The first time I tasted her cooking, it was a revelation. Food could taste like this! Not just fuel, not just something to get through — but something that made time stop and life feel full.
For a kid whose own mom wasn’t much of a cook, this was a whole new world. I had found a new part of myself, and a new connection to how I related to the world. I started lingering in that big kitchen. Watching. Smelling. Learning — even if I didn’t know it yet.
I think that was the day I fell in love with cooking. Not the act of it, but what it could do. The effect it had on me and on others. The world it opened up. The feeling that care could be expressed through flavor. How it could create connection. How it could make people feel at home. How it could become a way of saying I love you without saying a word.

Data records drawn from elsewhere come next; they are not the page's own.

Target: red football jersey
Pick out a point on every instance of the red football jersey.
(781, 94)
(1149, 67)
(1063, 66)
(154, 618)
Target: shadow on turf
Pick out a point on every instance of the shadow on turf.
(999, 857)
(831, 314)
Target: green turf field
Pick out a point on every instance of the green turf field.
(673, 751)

Now, decades later, I cook for my own family. I write about food. I experiment with beans and bowls and sauces and stews. A lot of the spirit that started in Linski’s kitchen still guides how I cook today — you can see it in simple rituals like this one: Flavor Bomb Cook-Ahead List.
And every time I pull a hot dish out of the oven or plate a meal with care, some little part of me is back in that kitchen in Poughquag — one of Linski’s little friends, soaking it all in.
So here’s to Linski. To the woman who taught me that food can be love. And to the lasagna, the pizza, the lemon-sugar crepes — and the joy that still lives on in every meal I make.

For Ameer, and in memory of your mom. Thank you for sharing her with the rest of us.
“Know what’s enough. Build what matters.”